The VMC Meteorological Monitoring Network
The Vermont Monitoring Cooperative (VMC) has been monitoring weather conditions in Vermont for over 20 years. VMC currently operates seven meteorological stations across a range of elevations and cover types, maintaining real-time data streams and archiving of long-term data.
Weather and climate are related but very different phenomena, weather being the condition of the atmosphere (precipitation, temperature, etc.) over the short term, while climate refers to longer-term trends and seasonal patterns. Without long-term weather records it would be impossible to tease out short term (i.e. yearly) anomalies from more ecologically significant climate trends, which makes this information critical to scientists and planners of all kinds. One of the complexities of climate analyses is the high degree of both temporal and spatial variability. Multiple VMC stations taking continuous measurements allow for the assessment of climate trends and patterns across the landscape.

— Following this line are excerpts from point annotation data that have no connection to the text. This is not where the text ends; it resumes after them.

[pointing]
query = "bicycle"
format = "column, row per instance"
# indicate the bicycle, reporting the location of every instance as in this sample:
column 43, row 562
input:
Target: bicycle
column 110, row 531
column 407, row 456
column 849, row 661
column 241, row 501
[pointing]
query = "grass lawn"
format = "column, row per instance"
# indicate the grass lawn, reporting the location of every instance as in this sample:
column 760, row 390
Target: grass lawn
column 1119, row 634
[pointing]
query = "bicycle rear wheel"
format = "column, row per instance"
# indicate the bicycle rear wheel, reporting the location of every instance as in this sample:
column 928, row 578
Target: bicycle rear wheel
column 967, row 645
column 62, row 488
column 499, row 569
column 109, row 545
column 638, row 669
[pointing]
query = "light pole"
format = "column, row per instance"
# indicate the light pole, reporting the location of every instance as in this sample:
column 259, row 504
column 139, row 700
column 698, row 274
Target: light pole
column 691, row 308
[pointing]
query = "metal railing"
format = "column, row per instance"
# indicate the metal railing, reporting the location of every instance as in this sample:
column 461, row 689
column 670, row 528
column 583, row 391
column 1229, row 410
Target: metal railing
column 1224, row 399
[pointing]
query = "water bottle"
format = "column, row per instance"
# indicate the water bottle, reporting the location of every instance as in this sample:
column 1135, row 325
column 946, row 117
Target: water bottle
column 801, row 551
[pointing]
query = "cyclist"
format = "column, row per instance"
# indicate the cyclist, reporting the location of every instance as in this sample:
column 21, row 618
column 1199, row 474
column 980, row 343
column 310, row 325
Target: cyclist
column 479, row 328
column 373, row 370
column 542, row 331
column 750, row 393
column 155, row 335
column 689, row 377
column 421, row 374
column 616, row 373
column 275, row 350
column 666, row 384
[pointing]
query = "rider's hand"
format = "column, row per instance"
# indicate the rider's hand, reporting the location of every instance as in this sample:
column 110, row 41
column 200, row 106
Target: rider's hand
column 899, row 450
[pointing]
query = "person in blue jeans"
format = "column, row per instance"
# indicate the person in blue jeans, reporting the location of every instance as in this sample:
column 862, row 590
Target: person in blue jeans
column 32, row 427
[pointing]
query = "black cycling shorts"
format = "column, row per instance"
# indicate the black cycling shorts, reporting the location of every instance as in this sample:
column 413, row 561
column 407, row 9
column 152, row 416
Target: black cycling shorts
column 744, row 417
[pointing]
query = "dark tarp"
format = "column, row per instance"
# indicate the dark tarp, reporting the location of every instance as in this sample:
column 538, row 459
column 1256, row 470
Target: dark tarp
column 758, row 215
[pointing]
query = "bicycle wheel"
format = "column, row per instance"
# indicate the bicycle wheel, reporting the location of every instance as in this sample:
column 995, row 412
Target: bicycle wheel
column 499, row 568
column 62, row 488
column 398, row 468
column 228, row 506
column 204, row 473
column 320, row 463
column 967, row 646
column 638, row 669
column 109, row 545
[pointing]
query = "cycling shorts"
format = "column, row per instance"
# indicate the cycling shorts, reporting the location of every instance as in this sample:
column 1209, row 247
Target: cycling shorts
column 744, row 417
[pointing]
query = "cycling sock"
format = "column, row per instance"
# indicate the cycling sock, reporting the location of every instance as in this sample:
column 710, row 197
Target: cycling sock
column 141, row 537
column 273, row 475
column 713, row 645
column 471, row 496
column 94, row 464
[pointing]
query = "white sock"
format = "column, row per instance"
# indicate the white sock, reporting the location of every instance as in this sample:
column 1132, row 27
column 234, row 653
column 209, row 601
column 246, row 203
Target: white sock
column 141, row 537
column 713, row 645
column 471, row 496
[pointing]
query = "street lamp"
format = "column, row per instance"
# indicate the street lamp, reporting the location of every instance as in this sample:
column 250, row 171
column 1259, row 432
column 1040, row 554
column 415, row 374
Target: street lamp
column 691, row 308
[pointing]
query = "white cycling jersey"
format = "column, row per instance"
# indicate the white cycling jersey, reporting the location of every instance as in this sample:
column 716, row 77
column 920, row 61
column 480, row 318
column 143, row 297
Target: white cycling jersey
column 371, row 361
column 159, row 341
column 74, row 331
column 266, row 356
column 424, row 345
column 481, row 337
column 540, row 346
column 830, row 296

Continuous meteorological observations are taken at seven VMC sites from the shores of Lake Champlain to slopes of Mt. Mansfield. Variables collected include wind speed and direction, air temperature, relative humidity, barometric pressure, solar irradiance, precipitation, and at Lake Champlain stations, water temperature. These variables are primarily logged as 15-minute averages. The longest record comes from the Mt. Mansfield summit station operated by the WCAX transmitter crew and supervised by the National Weather Service, dating back to 1954. Most of the other stations operated by the VMC began operation in the early to mid- 1990s.
2015 in Summary
Temperature measurements at the Mt. Mansfield West meteorological station show significantly colder than normal winters and significantly warmer temperatures in the fall (Table 7). This was of particular note for the month of February, with mean temperatures 7 degrees colder than normal (-6 ᵒF on average). In contrast, December was the warmest on record, with mean temperatures 6 degrees warmer than normal (32 ᵒF on average).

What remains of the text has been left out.